The medical community has viewed the advent of artificial intelligence (AI) with both fear and excitement. The technology held a major platform at this year’s Radiological Society of North America conference, and companies like GE Healthcare, Siemens, and NVIDIA are rapidly rolling out AI-based devices. This onset of machine and deep learning programs has threatened to replace human radiologists. However, according to research from Google Cloud, AI is capable of only automating a portion of a radiologist’s responsibilities.
Google Cloud’s head of research and development, Jai Li, studied how machine learning can apply to disease diagnosis in clinical environments where physicians lack data points and resources. “We want to build an AI-powered tool to assist [radiologists’] diagnoses, but in order to do so, traditionally, we’ll need a large amount of labeled data. That goes back to the exact problem that we want to solve.

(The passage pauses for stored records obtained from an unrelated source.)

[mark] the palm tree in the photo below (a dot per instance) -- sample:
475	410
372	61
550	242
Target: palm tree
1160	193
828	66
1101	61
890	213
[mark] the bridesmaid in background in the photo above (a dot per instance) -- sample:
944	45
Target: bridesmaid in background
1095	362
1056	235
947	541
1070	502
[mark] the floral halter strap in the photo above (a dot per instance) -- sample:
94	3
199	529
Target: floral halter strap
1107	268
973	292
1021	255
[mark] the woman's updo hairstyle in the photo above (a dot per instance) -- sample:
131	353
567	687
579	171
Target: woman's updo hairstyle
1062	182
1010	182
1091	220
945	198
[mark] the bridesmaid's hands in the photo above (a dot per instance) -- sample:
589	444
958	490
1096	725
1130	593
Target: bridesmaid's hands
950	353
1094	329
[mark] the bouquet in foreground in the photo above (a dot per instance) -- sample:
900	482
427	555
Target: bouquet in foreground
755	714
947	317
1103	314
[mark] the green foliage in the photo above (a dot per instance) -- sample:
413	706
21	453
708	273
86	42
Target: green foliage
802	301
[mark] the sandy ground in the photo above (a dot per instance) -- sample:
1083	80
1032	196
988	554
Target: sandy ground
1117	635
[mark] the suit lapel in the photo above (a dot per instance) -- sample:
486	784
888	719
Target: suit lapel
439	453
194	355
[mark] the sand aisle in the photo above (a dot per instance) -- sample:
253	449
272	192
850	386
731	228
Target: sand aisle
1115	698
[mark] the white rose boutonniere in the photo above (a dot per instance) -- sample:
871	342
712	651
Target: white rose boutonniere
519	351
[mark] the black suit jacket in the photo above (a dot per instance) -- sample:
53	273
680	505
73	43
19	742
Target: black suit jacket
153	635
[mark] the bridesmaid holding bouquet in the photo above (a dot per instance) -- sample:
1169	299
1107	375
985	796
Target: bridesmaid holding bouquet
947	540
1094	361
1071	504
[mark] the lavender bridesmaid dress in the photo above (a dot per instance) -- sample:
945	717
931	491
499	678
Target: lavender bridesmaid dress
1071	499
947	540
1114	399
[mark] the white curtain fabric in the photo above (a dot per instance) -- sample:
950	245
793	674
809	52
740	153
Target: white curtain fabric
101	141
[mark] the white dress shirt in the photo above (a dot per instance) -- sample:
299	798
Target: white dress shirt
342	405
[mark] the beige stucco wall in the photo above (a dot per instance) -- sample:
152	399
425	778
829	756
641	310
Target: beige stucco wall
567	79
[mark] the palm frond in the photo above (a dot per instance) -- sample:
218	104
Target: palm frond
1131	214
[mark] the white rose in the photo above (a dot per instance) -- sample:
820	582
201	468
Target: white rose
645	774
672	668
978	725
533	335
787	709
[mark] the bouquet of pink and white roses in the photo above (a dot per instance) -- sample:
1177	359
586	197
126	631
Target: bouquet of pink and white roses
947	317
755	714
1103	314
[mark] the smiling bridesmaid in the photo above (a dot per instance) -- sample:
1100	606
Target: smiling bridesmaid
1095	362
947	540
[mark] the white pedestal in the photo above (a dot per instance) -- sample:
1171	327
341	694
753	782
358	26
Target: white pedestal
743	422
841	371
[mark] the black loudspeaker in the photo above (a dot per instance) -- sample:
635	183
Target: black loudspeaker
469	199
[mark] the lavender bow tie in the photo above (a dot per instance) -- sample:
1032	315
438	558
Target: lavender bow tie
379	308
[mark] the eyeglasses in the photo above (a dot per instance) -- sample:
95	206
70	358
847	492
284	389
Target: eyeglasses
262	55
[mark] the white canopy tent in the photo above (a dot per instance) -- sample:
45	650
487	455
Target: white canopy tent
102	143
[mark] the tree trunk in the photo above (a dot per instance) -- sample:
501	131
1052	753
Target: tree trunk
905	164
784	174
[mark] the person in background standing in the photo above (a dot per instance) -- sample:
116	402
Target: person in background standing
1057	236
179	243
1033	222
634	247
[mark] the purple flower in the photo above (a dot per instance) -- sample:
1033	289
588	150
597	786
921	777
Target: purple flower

Put back the burden on our radiologists again to label a large amount of data,” she told the Massachusetts Institute of Technology’s EmTech.
Through machine learning, Li and her team analyzed abnormalities in chest x-rays using a supplementary data set. They found that AI could only diagnose a limited amount of patient data. Machine learning systems still need to digest more comprehensive treatment, diagnosis, and health history components in order to produce effective assessments.
Li’s work could be the beginning of Google Cloud’s medical technology program, meaning the Cloud’s design could ultimately be a respite for clinicians who lack AI training.